The world's worst well blowout and oil spill, the Ixtoc I well in Mexico's Bay of Campeche, was ultimately stopped with a relief well after a containment dome, junk shot and top kill failed, but it took nearly 10 months.

The oil platform sat in about 150 feet of water and blew out in early June 1979 at a depth of 11,625 feet.

According to a 1981 report from the Society of Petroleum Engineers detailing how Pemex, the Mexican state oil company, stopped the well, engineers decided to start drilling two relief wells at the end of June.

Progress was slow. It took one well until Nov. 20 to reach the original well, and the second took until Feb. 5, 1980.

Shutting down the main well took multiple attempts in February and March 1980 as Pemex shot drilling mud through both wells and gradually decreased the flow of oil.

The oil stopped flowing on March 17, and then it took a few more weeks to plug the wells with cement, wrapping up the operation in early April.

The blowout, according to the Society of Petroleum Engineers, lasted for nine months and 22 days.

Tyler Priest, a historian at University of Houston who has written a book about the history of offshore drilling, said Pemex thought it would go a lot faster.
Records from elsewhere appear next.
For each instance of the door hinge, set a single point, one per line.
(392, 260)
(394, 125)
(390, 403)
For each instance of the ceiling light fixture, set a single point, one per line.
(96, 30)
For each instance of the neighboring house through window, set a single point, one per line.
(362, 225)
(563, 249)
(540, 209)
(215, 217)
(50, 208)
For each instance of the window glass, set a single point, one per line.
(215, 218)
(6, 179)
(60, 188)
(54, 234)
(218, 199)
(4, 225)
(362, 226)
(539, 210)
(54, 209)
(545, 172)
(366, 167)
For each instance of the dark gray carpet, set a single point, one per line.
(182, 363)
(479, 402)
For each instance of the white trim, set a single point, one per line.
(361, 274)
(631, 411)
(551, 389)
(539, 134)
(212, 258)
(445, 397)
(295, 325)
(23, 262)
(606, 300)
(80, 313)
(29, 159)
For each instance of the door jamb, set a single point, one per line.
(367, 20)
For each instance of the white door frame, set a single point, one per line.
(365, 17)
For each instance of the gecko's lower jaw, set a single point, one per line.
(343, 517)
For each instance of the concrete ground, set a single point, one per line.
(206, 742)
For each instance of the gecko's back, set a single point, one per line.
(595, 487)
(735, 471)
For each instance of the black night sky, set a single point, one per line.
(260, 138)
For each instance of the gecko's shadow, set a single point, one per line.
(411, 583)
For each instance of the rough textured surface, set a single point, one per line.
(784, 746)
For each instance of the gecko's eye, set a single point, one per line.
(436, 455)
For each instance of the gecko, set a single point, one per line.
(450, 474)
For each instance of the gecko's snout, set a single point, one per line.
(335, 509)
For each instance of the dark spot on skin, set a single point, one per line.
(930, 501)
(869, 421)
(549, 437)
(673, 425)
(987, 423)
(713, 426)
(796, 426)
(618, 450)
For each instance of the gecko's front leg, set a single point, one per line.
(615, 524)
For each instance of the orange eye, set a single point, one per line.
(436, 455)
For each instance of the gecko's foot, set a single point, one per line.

He cited a headline in the Aug. 6, 1979, issue of Oil & Gas Journal that reads, "Pemex: Ixtoc may flow until Oct. 3."

"They initially estimated three months. It took them almost 10, " Priest said.

'More caution' needed

Certainly, the technology today is much more advanced than when engineers fought to shut down Ixtoc, but even in modern context, relief wells don't always go smoothly.

Last August, the Thai company PTT Exploration and Production Co. was drilling the Montara well in 260 feet of water in the Timor Sea off of Australia when it well blew up and began leaking oil into the ocean.

It took 10 weeks and five tries for the drilling rig brought in to drill the relief well to hit its target about 8,600 feet below the sea floor. On the last try, there was another rig explosion, which burned for two days.

The oil was finally stopped on Nov. 3, and it took until mid-January to cap the well, according to news reports.

A final report from the Australian government on the Montara incident is due June 18.

Like the Montara well, BP's Macondo well has already shown itself to have pockets of gas big enough to interrupt drilling.

Weeks before the April 20 Deepwater Horizon rig explosion, workers on the rig experienced a gas kick so intense that they abandoned any "hot work" -- smoking, welding, cooking or any other use of fire -- for fear of an explosion.

Don Van Nieuwenhuise, a University of Houston geologist, said that BP will have to tread carefully to avoid the problems encountered at Montara.

"You have to be very careful, because you don't want to have another blowout if you hit petroleum or gas in another level, " Van Nieuwenhuise said. "Any relief or kill well needs to be drilled with more caution than the first well, because you don't want a repeat performance."

Van Nieuwenhuise speaks from experience. In 1979, he worked on killing a gas well in the Gulf of Mexico that blew up when workers ran out of drilling mud. Even though it was only in about 60 feet of water, it took about four and a half months to cap the well by drilling a relief well because of concerns about pockets of gas. "We had to stop drilling every 500 feet, " said Van Nieuwenhuise, who was working for Mobil in New Orleans at the time.

Better drilling technology today, Van Nieuwenhuise said, should make the job easier, but the key is to know where the drill bit is in relation to formations of oil and gas in the area.

BP said it's mindful of the risks and is proceeding cautiously with the relief wells.

"We've got many many safety systems in place, both procedural and technical, " MacEwen said. "We're constantly measuring the pressure in the well."